Кучевский согласно кивнул, подхватил сейф, и сутуловатая его фигура скользнула мимо мостика.

— Вот человек, — усмехнулся Федосеев. — Только футляра на него не надели… — Но почему-то на этот раз жалость в нем шевельнулась к Кучевскому: — И зачем только на флот таких призывают?..

Просторным и светлым было море, зыбь катилась пологая, гладкая, и торпедный катер словно на крыльях летел, уходил все дальше и дальше от берега. Нехорошо, неуютно было на душе у Федосеева. Думал он, с какими глазами придет в базу, как ответит, что сталось с тральщиком, а главное — с его командой, и мрачнел от таких мыслей, от предстоящей такой встречи. Понимал умом: нет тут никакой его вины, выполняет он приказ старшего начальника капитан-лейтенанта Крайнева. Да и выхода иного не было. Ну чем он мог помочь, останься со своим катером в бухте? Двумя пулеметами? Двумя торпедами? Немцы тут же накрыли бы, как только заметили. Нет-нет, Крайнев прав, конечно. Иного выхода не было. А сердце все-таки противилось этим мыслям, о другом думалось — о ребятах, оставшихся там, возле Волчьей балки. И никак Федосеев не мог уговорить себя, успокоить.

Миль шесть катер отошел в море, берег теперь слился в сплошную тонкую линию. Федосеев приказал боцману лечь на основной курс и передернул рукоятки телеграфа на средний.

— На полном горючего не хватит, — сказал, покосившись на посмурневшего Быкова. — Часа за четыре дойдем.

— Если погода не подкачает, — ответил хмуро Быков.

— Ты, боцман, не сердись, — совсем дружески сказал Федосеев. — Нашло что-то на меня сегодня, сам не пойму.

— Бывает, товарищ командир. — Быков понимающе вздохнул: — Трудно, конечно, там ребятам сейчас…

— Еще как трудно! А мы как на курорте: палуба надраена, чехлы простираны, медяшки горят. Царская яхта! Откуда же немцы взялись у Волчьей балки?

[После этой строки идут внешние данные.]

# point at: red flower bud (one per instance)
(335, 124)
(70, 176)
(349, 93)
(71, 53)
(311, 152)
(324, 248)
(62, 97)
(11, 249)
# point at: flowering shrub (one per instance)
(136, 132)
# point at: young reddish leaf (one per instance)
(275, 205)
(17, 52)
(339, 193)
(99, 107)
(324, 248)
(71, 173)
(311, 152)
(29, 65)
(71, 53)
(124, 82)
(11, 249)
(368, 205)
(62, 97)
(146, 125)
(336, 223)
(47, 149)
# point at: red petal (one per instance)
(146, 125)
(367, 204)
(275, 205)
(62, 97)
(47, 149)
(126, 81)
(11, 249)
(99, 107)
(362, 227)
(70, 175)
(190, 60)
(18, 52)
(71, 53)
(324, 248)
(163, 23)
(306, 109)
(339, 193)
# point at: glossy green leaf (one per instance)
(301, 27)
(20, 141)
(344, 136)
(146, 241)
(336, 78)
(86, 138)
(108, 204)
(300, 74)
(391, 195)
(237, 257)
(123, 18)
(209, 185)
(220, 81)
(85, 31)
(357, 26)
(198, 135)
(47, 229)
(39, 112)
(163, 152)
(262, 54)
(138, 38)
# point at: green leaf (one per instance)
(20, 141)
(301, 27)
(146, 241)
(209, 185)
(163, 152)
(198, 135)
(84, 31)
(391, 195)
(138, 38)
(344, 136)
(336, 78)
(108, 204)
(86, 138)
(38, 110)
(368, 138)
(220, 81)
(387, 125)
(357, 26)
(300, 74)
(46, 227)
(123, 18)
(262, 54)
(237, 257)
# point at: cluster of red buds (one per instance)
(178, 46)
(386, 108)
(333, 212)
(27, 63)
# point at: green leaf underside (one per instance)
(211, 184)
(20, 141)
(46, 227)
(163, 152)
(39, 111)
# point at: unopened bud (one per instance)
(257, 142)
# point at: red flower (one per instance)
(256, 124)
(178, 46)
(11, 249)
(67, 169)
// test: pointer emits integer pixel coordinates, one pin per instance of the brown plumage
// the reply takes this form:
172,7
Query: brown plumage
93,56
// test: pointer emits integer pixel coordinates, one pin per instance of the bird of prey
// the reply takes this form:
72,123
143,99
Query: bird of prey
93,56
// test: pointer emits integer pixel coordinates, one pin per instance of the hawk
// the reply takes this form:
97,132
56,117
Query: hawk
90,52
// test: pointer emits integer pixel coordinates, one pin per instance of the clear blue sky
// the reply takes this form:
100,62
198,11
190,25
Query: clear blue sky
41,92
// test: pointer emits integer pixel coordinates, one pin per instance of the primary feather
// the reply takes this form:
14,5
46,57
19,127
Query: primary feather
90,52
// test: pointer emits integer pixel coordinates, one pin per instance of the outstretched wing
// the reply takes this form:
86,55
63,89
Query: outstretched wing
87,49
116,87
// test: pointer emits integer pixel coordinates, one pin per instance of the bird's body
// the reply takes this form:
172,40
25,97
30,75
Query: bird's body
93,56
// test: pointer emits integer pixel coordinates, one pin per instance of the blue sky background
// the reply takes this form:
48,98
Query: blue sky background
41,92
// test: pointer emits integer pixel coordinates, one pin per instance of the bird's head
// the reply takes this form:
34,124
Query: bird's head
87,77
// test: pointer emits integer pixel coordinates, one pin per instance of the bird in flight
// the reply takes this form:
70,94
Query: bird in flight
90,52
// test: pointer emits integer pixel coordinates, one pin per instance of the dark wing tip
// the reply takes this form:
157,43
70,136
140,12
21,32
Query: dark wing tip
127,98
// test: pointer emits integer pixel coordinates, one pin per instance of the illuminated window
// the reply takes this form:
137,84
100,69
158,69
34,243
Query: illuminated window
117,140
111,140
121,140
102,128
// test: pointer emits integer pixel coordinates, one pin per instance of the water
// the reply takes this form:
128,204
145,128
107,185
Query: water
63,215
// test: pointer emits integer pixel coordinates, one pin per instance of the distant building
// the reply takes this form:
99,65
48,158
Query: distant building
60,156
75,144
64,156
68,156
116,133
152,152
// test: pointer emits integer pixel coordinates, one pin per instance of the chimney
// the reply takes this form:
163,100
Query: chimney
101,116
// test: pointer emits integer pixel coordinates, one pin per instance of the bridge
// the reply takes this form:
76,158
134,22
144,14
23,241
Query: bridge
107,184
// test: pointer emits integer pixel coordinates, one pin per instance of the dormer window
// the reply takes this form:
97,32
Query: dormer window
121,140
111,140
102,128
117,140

— Может, воздушный десант?

— Вряд ли, гул самолетов услышали бы. — Федосеев наклонился к переговорной трубе: — Радиста на мостик! Вряд ли десант, боцман. Оборону, наверно, прорвали в глубине. Если так, значит, и с моря не задержатся. Стиснуть челюсти попытаются…

Поднялся на мостик радист Аполлонов.

— Товарищ лейтенант, краснофлотец Аполлонов прибыл по вашему приказанию!

— Становитесь на мостик, — сказал ему Федосеев. — Сектор обзора триста шестьдесят градусов. Поняли?

— Так точно!

— Боцман, держитесь на курсе. Если что, немедленно докладывайте мне. Я в кубрик.

Федосеев спустился в кубрик. Кучевский сидел на рундуке, облокотившись на сейф. Татьяна Ивановна сидела напротив, поглаживая уснувшую Ульянку. Девочка спала сладко, закинув ручонки за голову.

— Представьте себе, — говорил Кучевский Татьяне Ивановне, — небольшой городок на реке, весь в зелени, в садах, две мельницы крыльями машут — от купца Зачесова еще остались, а дальше — леса дремучие, есть места, где и нога-то человеческая не ступала. В гражданскую белоказаки лихачили, при коллективизации — кулацкие обрезы не залеживались. И все это, заметьте, уважаемая Татьяна Ивановна, не на экране, не в книге, а в жизни. Так сказать, история наяву. Приезжайте!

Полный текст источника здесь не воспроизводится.